On Monday the same Andre Picard I normally agree with claimed that as long as we have public payment it doesn’t matter whether services are delivered by for profit or not for profit clinics. Of course it does matter. For profit care tends to be more expensive. Andre is a good journalist who usually knows his onions but he seems blind to the evidence about the problems in the for profit sector and the successes in the not for profit sector.
Hopefully, tomorrow – Wednesday November 10th’s piece on public sector successes will add some balance. I will be the Globe expert online for an online discussion on Wednesday at noon Eastern time. Join the discussion!
Medicare is as sustainable as we want it to be!
A lot of discussion continues questioning the sustainability of Medicare and the impending doom to be wrought by millions of seniors. Of course most of it isn’t true. There are several pieces on sustainability at the website including “The Sustainability of Medicare” which I co-authored with Toronto economist Hugh Mackenzie.
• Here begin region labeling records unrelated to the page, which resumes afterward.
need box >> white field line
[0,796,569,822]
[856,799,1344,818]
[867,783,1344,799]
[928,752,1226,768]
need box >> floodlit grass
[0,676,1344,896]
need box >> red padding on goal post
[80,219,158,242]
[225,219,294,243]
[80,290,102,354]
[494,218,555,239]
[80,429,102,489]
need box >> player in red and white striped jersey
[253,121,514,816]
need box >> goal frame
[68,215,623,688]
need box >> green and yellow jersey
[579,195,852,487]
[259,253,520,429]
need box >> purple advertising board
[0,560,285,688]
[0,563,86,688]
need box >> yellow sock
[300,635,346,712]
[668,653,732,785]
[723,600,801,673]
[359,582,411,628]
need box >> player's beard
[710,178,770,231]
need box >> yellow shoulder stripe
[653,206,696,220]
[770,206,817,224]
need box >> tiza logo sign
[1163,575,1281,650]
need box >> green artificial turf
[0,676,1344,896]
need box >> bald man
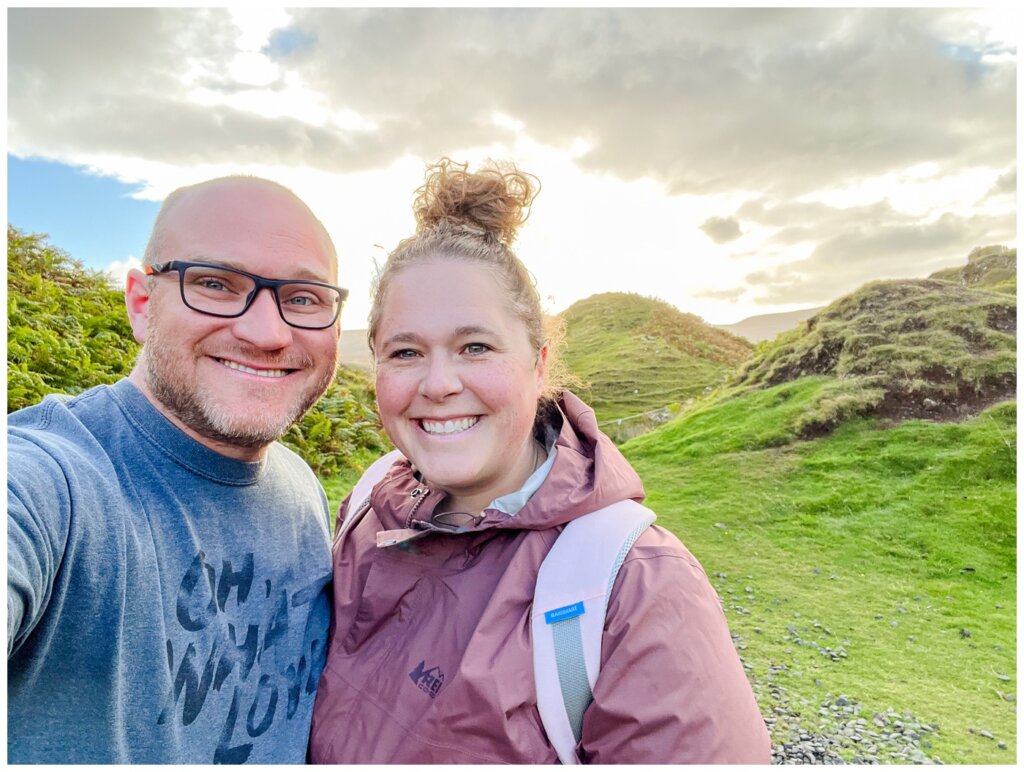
[7,177,347,764]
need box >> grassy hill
[562,293,753,421]
[727,278,1017,437]
[929,246,1017,295]
[623,387,1017,764]
[623,262,1017,764]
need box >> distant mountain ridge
[713,305,825,343]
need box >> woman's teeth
[420,418,480,434]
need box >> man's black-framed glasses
[145,260,348,330]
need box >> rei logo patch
[409,659,444,698]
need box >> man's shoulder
[7,386,119,449]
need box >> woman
[310,159,770,764]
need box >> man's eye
[196,276,229,292]
[285,295,321,308]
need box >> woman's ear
[537,344,548,395]
[125,268,152,343]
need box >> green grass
[623,378,1016,763]
[563,293,753,421]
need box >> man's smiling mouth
[217,358,294,378]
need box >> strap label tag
[544,600,587,625]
In “The Sustainability of Medicare”, we used techniques UBC Health economist Bob Evans and colleagues have used for over 20 years demonstrating that aging per se adds very little to health care costs. Hugh did a nice piece not done previously looking at the results by province and territory which showed some interesting differences.
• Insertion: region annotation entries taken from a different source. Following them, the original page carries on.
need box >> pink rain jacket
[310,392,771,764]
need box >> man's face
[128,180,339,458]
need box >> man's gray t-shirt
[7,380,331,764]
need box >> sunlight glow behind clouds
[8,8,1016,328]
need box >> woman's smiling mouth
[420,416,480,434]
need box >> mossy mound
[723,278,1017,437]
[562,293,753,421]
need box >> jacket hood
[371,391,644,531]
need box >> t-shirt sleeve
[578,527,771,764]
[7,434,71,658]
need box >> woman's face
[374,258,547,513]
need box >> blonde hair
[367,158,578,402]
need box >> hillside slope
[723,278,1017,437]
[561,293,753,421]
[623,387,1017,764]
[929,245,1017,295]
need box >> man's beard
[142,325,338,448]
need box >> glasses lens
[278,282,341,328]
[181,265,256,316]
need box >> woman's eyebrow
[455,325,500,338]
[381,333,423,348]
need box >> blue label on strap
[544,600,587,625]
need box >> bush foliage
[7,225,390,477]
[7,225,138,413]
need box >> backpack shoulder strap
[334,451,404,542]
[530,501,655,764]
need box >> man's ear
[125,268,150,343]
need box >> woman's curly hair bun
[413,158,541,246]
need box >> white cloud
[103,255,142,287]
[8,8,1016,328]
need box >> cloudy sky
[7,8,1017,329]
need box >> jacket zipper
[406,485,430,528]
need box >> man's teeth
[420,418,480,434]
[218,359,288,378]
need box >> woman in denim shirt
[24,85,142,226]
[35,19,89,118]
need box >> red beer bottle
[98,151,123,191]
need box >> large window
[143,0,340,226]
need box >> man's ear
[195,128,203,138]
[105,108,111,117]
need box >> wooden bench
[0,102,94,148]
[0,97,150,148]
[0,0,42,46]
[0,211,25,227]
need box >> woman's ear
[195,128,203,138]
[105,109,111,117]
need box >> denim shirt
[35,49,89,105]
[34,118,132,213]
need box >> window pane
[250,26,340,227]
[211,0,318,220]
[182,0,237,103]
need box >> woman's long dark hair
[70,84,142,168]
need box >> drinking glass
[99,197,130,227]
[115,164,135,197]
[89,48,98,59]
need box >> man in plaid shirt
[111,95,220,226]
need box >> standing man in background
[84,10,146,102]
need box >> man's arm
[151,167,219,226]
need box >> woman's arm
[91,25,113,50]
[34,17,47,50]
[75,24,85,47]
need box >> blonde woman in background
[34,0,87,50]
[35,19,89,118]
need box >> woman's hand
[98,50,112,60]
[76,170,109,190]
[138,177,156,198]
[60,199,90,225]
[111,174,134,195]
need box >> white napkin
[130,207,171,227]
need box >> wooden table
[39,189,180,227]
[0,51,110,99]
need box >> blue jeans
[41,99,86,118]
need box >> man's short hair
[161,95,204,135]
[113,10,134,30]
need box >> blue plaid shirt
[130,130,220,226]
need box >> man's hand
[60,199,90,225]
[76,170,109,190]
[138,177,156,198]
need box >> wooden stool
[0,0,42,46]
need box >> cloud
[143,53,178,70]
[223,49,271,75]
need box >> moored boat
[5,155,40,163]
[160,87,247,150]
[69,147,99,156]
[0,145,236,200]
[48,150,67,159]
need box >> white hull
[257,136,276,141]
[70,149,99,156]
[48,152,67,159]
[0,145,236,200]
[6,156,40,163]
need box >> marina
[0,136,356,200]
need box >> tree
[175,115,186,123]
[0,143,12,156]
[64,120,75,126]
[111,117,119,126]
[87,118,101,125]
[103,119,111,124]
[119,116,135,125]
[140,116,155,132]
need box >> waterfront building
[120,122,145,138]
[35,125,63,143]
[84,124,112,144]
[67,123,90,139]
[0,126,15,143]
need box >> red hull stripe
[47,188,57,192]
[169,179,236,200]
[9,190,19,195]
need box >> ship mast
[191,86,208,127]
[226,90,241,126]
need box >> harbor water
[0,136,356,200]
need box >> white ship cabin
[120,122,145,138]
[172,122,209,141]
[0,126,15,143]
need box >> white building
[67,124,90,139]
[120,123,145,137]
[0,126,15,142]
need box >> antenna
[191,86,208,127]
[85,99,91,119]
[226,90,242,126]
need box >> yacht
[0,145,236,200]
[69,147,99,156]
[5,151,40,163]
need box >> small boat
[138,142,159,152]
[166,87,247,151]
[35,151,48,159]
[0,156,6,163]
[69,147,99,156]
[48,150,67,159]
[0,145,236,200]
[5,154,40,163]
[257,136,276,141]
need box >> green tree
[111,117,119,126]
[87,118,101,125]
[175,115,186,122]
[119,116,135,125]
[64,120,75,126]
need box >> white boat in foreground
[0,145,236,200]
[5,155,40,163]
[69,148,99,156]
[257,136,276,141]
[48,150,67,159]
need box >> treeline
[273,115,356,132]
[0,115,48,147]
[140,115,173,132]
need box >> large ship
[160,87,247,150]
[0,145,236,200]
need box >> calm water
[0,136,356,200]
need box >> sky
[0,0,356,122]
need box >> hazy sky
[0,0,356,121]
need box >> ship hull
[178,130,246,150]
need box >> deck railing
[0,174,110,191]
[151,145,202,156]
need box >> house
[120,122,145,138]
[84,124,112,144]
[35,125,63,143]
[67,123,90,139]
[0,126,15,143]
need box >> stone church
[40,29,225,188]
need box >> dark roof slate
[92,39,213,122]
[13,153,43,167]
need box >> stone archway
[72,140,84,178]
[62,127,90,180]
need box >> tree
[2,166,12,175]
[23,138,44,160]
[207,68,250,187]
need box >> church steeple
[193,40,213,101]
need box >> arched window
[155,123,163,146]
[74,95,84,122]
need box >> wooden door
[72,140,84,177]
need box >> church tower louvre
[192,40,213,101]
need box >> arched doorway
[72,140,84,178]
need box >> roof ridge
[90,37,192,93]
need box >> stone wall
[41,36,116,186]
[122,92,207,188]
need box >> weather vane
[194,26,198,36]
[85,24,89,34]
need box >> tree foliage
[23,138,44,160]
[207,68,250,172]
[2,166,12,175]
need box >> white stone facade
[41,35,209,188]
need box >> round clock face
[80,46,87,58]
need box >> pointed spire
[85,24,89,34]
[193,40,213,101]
Aging added 0.8% to annual health costs between 2001 and 2010 and it will add about 1.0% to annual health care costs for the next quarter century.
I recently reviewed these issues as a keynote presenter for the Canadian Health Services Research Foundation series on Health Care and the Aging Population. My slide deck, Demographics, aging and financial sustainability, is available for download and sharing. I have also put together ten slides which cover the major health spending issues for Canada and Ontario.
Let’s tell the real story about health spending:
- Canada’s current health care costs are increasing
- Health increased its share of GDP from 2000 to 2009
- It fell this year
- But recent increases in health care’s share of the GDP are almost totally due to the recession
- Health care has slightly increased its share of provincial budgets due mainly to cuts in other areas rather than increases in health spending
- Canada’s health costs are similar to other wealthy countries and substantially less than those in the US
Medicare is as sustainable as we want it to be. Don’t let anyone tell you otherwise.